The technical result of the present invention is to increase the speed of pumping gas, reduce energy consumption for producing high pressure gas, increase the operating time of ADT, by creating a closed continuous cycle of work, reducing the thickness of the boundary layer in the nozzle and, as a result, increasing the scale of the studied models with constant geometric parameters output section of the nozzle.

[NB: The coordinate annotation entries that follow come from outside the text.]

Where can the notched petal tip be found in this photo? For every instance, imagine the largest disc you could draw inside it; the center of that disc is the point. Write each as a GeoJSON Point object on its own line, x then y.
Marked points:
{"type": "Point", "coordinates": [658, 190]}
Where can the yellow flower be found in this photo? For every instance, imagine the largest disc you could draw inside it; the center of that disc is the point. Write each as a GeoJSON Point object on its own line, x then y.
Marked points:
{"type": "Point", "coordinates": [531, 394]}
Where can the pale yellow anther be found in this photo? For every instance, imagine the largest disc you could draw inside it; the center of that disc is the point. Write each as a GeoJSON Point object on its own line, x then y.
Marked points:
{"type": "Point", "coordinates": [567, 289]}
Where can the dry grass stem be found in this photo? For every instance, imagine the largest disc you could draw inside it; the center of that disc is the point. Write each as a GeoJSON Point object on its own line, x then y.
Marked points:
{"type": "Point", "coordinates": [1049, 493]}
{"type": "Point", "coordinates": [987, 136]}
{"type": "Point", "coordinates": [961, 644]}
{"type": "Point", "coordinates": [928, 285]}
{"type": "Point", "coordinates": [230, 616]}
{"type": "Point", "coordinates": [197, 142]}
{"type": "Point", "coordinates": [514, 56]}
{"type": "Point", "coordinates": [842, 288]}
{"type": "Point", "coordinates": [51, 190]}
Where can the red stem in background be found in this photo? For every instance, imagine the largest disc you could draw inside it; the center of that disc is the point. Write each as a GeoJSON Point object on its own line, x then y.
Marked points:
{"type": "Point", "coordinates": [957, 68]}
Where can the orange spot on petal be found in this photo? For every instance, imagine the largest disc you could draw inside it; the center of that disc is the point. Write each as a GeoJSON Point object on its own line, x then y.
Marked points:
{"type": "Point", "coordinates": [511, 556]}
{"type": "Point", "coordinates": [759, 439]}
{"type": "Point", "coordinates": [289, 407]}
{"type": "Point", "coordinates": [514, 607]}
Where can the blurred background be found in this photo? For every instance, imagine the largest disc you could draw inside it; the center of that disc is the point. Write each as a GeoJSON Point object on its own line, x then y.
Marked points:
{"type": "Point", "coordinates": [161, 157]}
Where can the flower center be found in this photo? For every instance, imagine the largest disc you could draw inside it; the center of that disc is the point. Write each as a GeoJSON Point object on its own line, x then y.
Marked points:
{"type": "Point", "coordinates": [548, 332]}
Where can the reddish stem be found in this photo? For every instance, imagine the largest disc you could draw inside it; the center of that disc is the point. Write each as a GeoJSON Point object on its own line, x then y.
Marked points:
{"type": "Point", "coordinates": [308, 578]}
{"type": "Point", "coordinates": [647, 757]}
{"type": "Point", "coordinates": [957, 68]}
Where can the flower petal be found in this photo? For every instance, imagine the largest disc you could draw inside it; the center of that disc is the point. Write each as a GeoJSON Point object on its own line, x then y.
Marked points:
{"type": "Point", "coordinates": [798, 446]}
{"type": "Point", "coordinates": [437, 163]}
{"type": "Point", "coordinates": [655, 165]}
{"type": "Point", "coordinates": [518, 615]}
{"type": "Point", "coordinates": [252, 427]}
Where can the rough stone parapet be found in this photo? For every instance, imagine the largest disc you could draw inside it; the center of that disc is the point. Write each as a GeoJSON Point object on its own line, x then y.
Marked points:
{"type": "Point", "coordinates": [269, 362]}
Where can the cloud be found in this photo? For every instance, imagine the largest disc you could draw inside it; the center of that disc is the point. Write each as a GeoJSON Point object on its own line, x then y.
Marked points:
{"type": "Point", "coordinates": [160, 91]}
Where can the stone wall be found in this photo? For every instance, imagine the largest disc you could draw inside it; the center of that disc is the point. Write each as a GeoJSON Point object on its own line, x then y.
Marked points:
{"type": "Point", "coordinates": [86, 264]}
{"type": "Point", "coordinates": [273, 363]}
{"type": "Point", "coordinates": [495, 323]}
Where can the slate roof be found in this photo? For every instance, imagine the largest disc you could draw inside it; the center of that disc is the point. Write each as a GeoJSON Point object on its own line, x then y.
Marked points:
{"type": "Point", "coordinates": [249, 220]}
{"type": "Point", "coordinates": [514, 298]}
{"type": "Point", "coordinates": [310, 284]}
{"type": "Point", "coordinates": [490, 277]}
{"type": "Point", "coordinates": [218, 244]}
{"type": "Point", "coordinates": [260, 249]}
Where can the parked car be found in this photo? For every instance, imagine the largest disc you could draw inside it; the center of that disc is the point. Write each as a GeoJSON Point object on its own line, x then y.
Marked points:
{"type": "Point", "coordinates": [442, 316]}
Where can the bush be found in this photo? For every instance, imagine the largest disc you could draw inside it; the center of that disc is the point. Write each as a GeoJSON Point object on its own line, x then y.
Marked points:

The specified technical result is achieved by the fact that in the method of creating a flow in a hypersonic vacuum wind tunnel, which includes creating a vacuum in a vacuum chamber with preliminary and final pumping of gas from the vacuum chamber and the working part, generating high pressure gas and regulating its pressure, heating the gas, starting the nozzle , cooling the walls of the nozzle, cooling the gas after passing through the working part, regeneration of cryopanels, preliminary and final pumping of gas from the vacuum chamber is carried out using cryopumps. Then, the supersonic part of the nozzle located inside the working part is additionally cooled, and after passing through the working part and the diffuser, the gas is sent directly to the vacuum chamber containing a cooling device inside which the liquefied gas from the liquefied gas storage tank circulates. After that, the cooled gas is sent to cryopumps and frozen in the solid phase on cryopanels, and cryopanels are regenerated by injecting gas of higher pressure and temperature into the insulated cavity of the cryopump. The liquefied gas obtained as a result of regeneration is sent to a liquefied gas storage tank, which is converted into a high pressure gas as necessary and sent to a high pressure gas storage tank, which also receives high temperature and pressure gas after passing through the gas cooling device of the vacuum chamber, which used in systems for generating, regulating pressure and heating gas. In all cases of gas throttling, an expander-generator unit is used to generate electricity.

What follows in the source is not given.